Hi Pauli,
I’ve never used Finnish in ML before but I’ll try to offer some help.
If you end up training your own custom spaCy model then you may find this guide useful. It explains how to get a custom spaCy model into Rasa. I’m mentioning this because there are other packages out there that integrate with spaCy. For example there’s some BERT style models that you could have a look at (some of them, if I recall correctly, are multilingual).
This is just some background. I think for you right now there are two paths to consider.
Path 1: spaCy
There’s actually some light support for fasttext inside of spaCy! You can find a guide here. Technically you should be able to load this spaCy model into Rasa.

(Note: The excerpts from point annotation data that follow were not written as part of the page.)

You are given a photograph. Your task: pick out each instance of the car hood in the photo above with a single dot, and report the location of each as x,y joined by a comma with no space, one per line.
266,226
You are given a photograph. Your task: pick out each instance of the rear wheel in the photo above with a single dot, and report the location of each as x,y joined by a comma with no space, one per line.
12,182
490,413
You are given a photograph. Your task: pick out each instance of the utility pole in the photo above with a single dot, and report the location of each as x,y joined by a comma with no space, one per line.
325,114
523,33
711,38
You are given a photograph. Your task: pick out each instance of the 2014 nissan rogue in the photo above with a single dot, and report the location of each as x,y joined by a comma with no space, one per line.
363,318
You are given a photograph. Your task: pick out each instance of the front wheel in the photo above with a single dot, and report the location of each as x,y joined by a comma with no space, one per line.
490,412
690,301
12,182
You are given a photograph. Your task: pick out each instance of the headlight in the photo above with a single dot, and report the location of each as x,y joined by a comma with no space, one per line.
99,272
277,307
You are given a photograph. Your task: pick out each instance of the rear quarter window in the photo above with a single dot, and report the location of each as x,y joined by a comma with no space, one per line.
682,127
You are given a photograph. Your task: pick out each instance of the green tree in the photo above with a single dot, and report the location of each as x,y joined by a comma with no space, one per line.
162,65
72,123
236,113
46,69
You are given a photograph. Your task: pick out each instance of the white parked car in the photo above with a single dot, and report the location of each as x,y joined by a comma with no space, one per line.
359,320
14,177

I’ve never done this before but it should be possible.
Path 2: Custom Components
Fasttext embeddings are not natively supported inside of Rasa but I’ve written my own fasttext component for some of my own personal research. I am planning on open sourcing it at some point in time with proper tests but I’ll for the time being I’ll share the core code below. Assuming you’ve got this code in the root directory of your Rasa project in a file called fastfeatures.py
.
import typing
from typing import Any, Optional, Text, Dict, List, Type
import fasttext
import numpy as np
import os
from rasa.nlu.components import Component
from rasa.nlu.featurizers.featurizer import DenseFeaturizer
from rasa.nlu.config import RasaNLUModelConfig
from rasa.nlu.training_data import Message, TrainingData
from rasa.nlu.tokenizers.tokenizer import Tokenizer
if typing.TYPE_CHECKING:
from rasa.nlu.model import Metadata
from rasa.nlu.constants import DENSE_FEATURE_NAMES, DENSE_FEATURIZABLE_ATTRIBUTES, TEXT
class FastTextFeaturizer(DenseFeaturizer):
"""This component adds fasttext features."""
@classmethod
def required_components(cls) -> List[Type[Component]]:
return [Tokenizer]
@classmethod
def required_packages(cls) -> List[Text]:
return ["fasttext"]
defaults = {"file": None, "cache_dir": None}
language_list = None
def __init__(self, component_config: Optional[Dict[Text, Any]] = None) -> None:
super().__init__(component_config)
path = os.path.join(component_config["cache_dir"], component_config["file"])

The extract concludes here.